The July issue was “voluntarily” yanked, and one of GT’s then-reporters, Li Shuang, wrote a front-page Metro Beijing story about the sorry tale. The following day, all hell broke loose – again – as the owner of SSC called various editors at the GT office to demand an apology, while threatening all manner of extrajudicial repercussions. Although the editors and reporter stood by the article, it was later removed from the website, though the newspaper itself was not recalled.

Li and the Global Times actually broke the story, but due to the newspaper’s arse-backward policies, they didn’t really get the credit they deserved. The point is: papers like GT often get away with reporting on controversial topics because they are slightly off-center of the propaganda department’s radar and because they are also entirely not staffed with mindless drones (though there are certainly a few of those). GT comprises young, inquisitive reporters and  (some) managers with a largely Western sensibility toward reporting what they can, within a straitjacket they neither appreciate nor fully anticipate.

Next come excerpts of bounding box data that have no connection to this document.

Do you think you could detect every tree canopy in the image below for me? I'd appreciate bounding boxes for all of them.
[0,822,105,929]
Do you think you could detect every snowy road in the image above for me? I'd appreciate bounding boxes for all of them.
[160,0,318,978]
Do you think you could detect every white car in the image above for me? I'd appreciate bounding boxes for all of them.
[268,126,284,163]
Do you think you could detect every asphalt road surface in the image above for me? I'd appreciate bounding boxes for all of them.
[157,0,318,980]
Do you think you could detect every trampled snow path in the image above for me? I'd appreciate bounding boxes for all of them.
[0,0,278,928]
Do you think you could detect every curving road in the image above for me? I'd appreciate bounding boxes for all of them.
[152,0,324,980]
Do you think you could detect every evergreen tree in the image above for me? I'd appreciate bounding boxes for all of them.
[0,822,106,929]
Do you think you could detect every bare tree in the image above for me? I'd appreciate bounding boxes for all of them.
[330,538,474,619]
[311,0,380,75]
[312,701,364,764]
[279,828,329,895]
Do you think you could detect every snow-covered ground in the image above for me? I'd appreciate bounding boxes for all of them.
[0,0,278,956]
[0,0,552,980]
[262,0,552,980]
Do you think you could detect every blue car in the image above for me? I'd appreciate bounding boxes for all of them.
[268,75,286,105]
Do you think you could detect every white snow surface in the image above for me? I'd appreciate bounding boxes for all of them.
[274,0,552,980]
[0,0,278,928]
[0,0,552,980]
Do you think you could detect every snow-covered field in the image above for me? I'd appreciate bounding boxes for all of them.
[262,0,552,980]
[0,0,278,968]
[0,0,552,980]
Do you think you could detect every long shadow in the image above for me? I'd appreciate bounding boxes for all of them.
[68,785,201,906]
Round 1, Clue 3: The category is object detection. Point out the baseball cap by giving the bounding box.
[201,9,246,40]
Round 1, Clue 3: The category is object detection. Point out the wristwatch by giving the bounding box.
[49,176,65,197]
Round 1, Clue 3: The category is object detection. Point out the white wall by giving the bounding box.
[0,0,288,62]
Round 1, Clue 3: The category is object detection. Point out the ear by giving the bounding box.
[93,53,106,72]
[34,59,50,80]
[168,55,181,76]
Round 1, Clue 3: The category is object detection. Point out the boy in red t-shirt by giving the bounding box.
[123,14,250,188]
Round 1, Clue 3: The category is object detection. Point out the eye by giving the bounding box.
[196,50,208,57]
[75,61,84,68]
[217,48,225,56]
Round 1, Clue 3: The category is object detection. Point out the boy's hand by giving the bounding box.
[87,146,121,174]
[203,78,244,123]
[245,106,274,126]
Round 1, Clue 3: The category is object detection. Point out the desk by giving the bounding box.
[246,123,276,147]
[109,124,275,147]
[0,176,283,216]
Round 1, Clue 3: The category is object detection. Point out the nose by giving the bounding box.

And like it as not, when redoubtable reporters like James Fallows write about Global Times in rather excitable terms – “It is hard to believe that the story will stay up very long,” he writes, though it’s been nearly 17 hours and the story is still up – they can (semi-)unwittingly condemn both the story and any real progress. It’s a bind: Chinese-based journalists cannot ignore these kinds of stories and commentaries, but by spotlighting them, they doom state media outlets (and their earnest ambassadors) to a continued grim hidebound existence that makes such Weibo-led “scoops” as a car crash both unusual and newsworthy. One can’t ignore the fact that it’s a situation that suits the Western press quite nicely – far less so for the ignoble Chinese reporter who ends up paying the price.